The doctor's face went white, and his hands whitened on the arms of his chair; but the Saint didn't stir.
"I wouldn't try it," he said. "I wouldn't try anything, brother, if I were you. Because if you do, I shall smash you into soup-meat."
Rosemary Chase stared from one to the other.
"But — you don't mean—"
"I mean that that motor accident of your father's was a lie from beginning to end." Simon's voice was gentle. "He needed a phoney doctor to back up the story of those injuries. He couldn't have kept it up with an honest one, and that would have wrecked everything. It took me a long time to see it, but that's because we're all ready to take too much for granted. You told me you'd seen your father since it happened, so I didn't ask any more questions. Naturally, you didn't feel you had to tell me that when you saw him he was smothered in bandages like a mummy, and his voice was only a hoarse croak; but he needed Quintus to keep him that way."
"You must be out of your mind!" Quintus roared hollowly.
The Saint smiled.
"No. But you're out of a job. And it was an easy one. I said we all take too much for granted. You're introduced as a doctor, and so everybody believes it. Now you're going to have another easy job — signing the confession I promised Sergeant Jesser. You'll do it to save your own skin. You'll tell how Forrest wasn't quite such a fool as he seemed — how he listened outside Marvin Chase's room, and heard you and your pal cooking up a scheme to have your pal bust this window here and take a shot at you, just for effect, and then kill me and Hoppy when we came dashing into the fight — how Forrest got caught there, and how he was murdered so he couldn't spill the beans—"

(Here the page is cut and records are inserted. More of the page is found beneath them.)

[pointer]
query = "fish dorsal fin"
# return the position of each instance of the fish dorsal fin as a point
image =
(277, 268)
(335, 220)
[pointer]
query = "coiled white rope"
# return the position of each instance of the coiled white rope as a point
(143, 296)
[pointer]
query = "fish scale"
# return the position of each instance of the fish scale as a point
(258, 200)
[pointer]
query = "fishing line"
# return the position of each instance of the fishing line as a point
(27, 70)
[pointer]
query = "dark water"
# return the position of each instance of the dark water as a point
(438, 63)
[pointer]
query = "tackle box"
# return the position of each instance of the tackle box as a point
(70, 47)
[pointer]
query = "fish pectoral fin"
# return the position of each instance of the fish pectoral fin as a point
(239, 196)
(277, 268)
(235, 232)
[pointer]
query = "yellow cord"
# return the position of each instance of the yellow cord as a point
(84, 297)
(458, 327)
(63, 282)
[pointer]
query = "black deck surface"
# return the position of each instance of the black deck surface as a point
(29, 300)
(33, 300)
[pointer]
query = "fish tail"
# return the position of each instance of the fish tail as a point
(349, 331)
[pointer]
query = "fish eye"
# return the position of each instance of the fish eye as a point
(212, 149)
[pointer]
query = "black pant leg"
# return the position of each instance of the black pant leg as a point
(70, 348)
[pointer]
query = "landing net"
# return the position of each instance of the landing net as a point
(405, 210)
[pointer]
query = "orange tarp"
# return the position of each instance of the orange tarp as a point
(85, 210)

"And what else?" said a new voice.
Simon turned his eyes towards the doorway and the man who stood there — a man incongruously clad in dark wine-coloured silk pyjamas and bedroom slippers whose head was swathed in bandages so that only his eyes were visible, whose gloved right hand held a revolver aimed at the Saint's chest. The Saint heard Rosemary come to her feet with a stifled cry and answered to her rather than to anyone else.

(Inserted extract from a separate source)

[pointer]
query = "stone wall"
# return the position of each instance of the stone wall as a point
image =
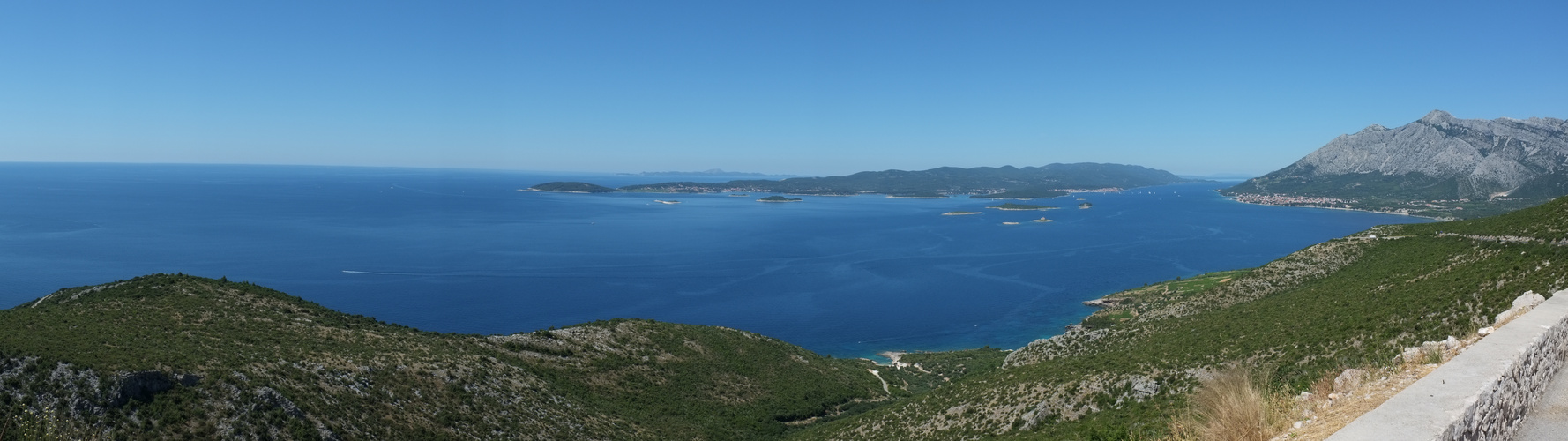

"I told you you were going to be hurt, Rosemary," he said. "Your father was killed a week ago. But you'll remember his secretary. This is Mr Bertrand Tamblin."
XII
"You're clever, aren't you?" Tamblin said viciously.
"Not very," said the Saint regretfully. "I ought to have tumbled to it long ago. But as I was saying, we all take too much for granted. Everyone spoke of you as Marvin Chase, and so I assumed that was who you were. I got thrown off the scent a bit further when Rosemary and Forrest crashed into the boathouse at an awkward moment when you got the wind up and scrammed. I didn't get anywhere near the mark until I began to think of you as the invisible millionaire — the guy that all the fuss was about and yet who couldn't be seen. Then it all straightened out. You killed Marvin Chase, burnt his body in a fake auto crash, and had yourself brought home by Quintus in his place. Nobody argued about it; you had Quintus to keep you covered; you knew enough about his affairs to keep your end up in any conversation — you could even fool his daughter on short interviews, with your face bandaged and talking in the sort of faint unrecognizable voice that a guy who'd been badly injured might talk in. And you were all set to get your hands on as much of Marvin Chase's dough as you could squeeze out of banks and bonds before anyone got suspicious."
"Yes?"
"Oh, yes… It was a grand idea until the accidents began to happen. Forrest was another accident. You got some of his blood on you — it's on you now — and you were afraid to jump back into bed when you heard me coming up the stairs. You lost your head again, and plunged into a phoney kidnapping. I don't believe that you skipped out of your window at all just then — you simply hopped into another room and hid there till the coast was clear. I wondered about that when I didn't hear any car driving off, and nobody took a shot at me when I walked round the house."